Summary. Achievement motivation theories explain why individuals choose to perform achievement-related behaviors. Expectancy-value theory conceptualizes motivation as the product of student expectations of success within a domain and the subjective task value that a student places on tasks within a domain. Studies of African American high school students have found that students who view themselves as efficacious in science and those who personally identify with science are more likely to persist within S&E; however, many students display low levels of intrinsic value and do not find their science courses enjoyable. However, there has been a limited amount of research done using African American samples with science domains.
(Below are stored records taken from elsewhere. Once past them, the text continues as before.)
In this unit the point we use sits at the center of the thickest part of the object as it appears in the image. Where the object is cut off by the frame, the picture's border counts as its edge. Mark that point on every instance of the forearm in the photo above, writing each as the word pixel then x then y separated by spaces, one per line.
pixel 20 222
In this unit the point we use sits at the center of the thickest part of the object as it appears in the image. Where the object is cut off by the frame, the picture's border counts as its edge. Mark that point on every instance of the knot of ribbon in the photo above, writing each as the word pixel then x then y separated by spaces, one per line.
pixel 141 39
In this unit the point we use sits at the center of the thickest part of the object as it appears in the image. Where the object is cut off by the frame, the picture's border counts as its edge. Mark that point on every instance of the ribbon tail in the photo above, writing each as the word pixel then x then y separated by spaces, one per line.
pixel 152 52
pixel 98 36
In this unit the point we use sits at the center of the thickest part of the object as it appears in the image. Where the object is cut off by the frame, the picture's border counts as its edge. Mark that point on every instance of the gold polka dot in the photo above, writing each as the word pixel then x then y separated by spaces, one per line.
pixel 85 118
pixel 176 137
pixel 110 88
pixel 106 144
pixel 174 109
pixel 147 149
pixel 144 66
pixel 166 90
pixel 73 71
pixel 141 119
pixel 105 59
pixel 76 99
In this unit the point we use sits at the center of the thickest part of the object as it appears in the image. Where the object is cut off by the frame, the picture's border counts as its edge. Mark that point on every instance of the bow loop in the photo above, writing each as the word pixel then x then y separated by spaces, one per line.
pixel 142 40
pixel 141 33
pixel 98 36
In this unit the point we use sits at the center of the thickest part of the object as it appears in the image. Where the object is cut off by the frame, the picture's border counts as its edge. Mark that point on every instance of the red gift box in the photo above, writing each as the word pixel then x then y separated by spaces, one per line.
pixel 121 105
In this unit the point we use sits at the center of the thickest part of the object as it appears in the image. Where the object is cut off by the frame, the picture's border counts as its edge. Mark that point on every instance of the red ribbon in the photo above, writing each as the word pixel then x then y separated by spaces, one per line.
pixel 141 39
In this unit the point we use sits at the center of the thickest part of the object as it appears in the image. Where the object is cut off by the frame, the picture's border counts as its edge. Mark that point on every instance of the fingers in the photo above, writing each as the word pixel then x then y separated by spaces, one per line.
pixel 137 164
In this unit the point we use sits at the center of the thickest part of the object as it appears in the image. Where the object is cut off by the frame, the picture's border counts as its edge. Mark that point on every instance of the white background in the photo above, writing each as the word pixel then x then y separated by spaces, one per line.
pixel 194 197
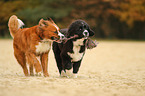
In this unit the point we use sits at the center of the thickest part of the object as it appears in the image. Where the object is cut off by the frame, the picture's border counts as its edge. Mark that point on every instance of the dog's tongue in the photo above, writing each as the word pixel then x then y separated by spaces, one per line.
pixel 66 39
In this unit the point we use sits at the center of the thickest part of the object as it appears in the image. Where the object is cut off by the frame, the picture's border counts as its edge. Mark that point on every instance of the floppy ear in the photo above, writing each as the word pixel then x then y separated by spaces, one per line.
pixel 49 19
pixel 42 23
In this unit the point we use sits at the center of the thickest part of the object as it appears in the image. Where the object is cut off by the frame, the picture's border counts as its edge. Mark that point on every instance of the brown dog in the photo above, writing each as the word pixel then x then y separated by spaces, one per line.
pixel 31 42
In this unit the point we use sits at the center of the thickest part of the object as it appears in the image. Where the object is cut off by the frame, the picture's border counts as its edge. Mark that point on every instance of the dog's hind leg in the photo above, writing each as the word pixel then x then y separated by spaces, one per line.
pixel 44 63
pixel 30 66
pixel 20 56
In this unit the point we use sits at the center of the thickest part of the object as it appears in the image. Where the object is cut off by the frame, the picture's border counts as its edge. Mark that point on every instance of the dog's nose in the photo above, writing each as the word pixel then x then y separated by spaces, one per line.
pixel 62 37
pixel 86 33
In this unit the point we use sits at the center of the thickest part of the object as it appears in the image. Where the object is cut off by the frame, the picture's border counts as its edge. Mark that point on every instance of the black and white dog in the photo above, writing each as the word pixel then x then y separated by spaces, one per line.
pixel 69 54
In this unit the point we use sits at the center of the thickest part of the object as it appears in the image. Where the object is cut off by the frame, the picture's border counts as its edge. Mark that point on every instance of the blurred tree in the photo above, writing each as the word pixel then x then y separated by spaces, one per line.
pixel 55 9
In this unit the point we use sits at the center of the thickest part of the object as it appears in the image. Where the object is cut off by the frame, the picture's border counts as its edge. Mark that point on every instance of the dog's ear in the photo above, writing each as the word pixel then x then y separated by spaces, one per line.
pixel 42 23
pixel 49 19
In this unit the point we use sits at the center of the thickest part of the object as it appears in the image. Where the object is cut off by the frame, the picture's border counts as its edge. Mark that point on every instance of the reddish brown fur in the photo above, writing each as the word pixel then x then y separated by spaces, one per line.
pixel 25 41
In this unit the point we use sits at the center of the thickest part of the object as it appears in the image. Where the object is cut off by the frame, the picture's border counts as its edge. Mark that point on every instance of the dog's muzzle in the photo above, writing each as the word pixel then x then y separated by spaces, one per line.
pixel 86 33
pixel 62 37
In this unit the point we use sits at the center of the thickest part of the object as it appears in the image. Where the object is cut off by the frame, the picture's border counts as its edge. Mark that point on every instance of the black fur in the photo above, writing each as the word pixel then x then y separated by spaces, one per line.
pixel 63 60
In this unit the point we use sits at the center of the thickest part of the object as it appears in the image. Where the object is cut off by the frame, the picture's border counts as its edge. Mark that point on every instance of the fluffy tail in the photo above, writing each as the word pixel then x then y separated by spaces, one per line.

The existing literature on S&E motivation in African American students has several limitations. First, there is a scarcity of motivation literature with a specific focus on S&E domains. Within studies employing adolescent samples, issues such as small sample sizes (Denson & Hill, 2010) or the use of sample selection biases, e.g. students enrolled in schools specializing in STEM preparation (Austin, 2010; Quimby et al., 2007) or students identified as high-ability (Andersen & Ward, 2014) may skew the results towards specific outcomes. Further, studies on S&E motivation in African American students often utilize postsecondary samples. These samples typically include students who have decided to persist in science and engineering majors and careers (Hernandez et al., 2013). As a result, it is imperative to examine the science motivation of current African American high school student as they make choices that affect their matriculation into science and engineering majors and careers.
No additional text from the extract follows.